2. Infrequency of play. The best teams over 162 games usually sport strong depth to deal with the day-to-day, six-month grind. But Game 4 represented the 16th time that both Texas and Arizona had played in 29 days. Yet, both were still basically in opener situations Tuesday, with Diamondbacks lefty specialist Joe Mantiply versus Andrew Heaney, who hadn’t reached the fifth inning since Aug. 29 versus the Mets.

So many off-days has allowed Texas manager Bruce Bochy to use the pitchers he most trusts — starters Nathan Eovaldi and Jordan Montgomery plus relievers Josh Sborz and Jose Leclerc — in 55 ¹/₃ of the 81 road innings or 68.3 percent of the innings.

Buck Showalter has long insisted that if you want to reward the best regular-season teams then play the postseason like during the regular season with few off-days (TV will never allow it) and, thus, reward the clubs that excelled April-through-September because of their depth.

3. Umpires. There was a time when the moment and especially a home crowd could influence an umpire in a greater way — with Eric Gregg’s large strike zone in 1997 NLCS Game 5 being the most infamous example.

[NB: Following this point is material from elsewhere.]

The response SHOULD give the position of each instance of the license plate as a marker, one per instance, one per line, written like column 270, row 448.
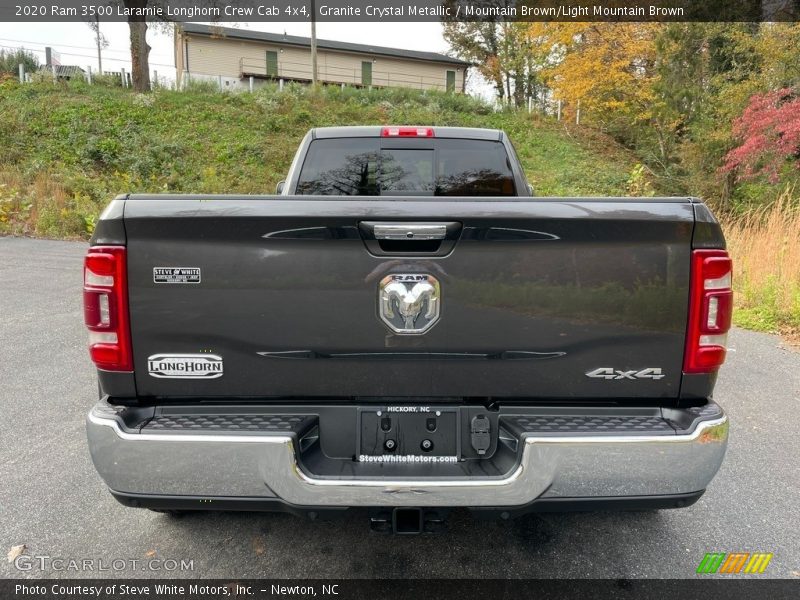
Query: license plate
column 409, row 434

Scorecards and replay have helped negate a lot of umpire error. USA TODAY Sports via Reuters Con

These days, replay will negate most bad calls by umps, including ones motivated by human nature to give in to home crowds. Plus umps are now given a daily report card when they work home plate. Promotions and plum assignments are tied to excelling at this. In addition, the scorecards for ball-strike judgments are available daily on social media. Thus, umps are working harder to avoid the biases of being moved by a loud crowd.

4. Ballparks/cities. On the subject of loud crowds that can intimidate, the Boston and New York teams were not in these playoffs. The Phillies with their raucous Citizens Bank Park crowd were and went 6-2 at home, albeit losing NLCS Games 6 and 7 there to the Diamondbacks.

The defending champ Astros were 40-47 at home, including 1-5 in the postseason (they were 5-0 on the road). With a seventh straight appearance in the ALCS, Houston’s home crowd had taken on tones of those Bobby Cox Braves teams that made the playoffs 14 straight seasons and there became a bit of a been-there, done-this element that took life out of the stadium. Though Minute Maid was extremely loud for ALCS Games 6 and 7, especially hostile toward Rangers slugger Adolis Garcia after his involvement in a Game 5 benches-clearing incident. Houston still lost both of those games.

Arizona’s Chase Field isn’t the intimidating locale Fenway, Yankee Stadium or Citizens Bank Park are. USA TODAY Sports via Reuters Con

The construction of the new stadiums (think more mall-like) and the fact the regular fans have been sponsored and/or priced out of the best seats, has removed the most feverish fans from close to the field. Think in the old Yankee Stadium how the upper-deck overhang brought a claustrophobic feel to the field with the fans up there making visiting life miserable. Plus, how many fans are now looking at screens and not locked into the game?

These days the stadiums are more sterile. The intimidation is not as overt. Thus, October hardly feels like a road to ruins any longer.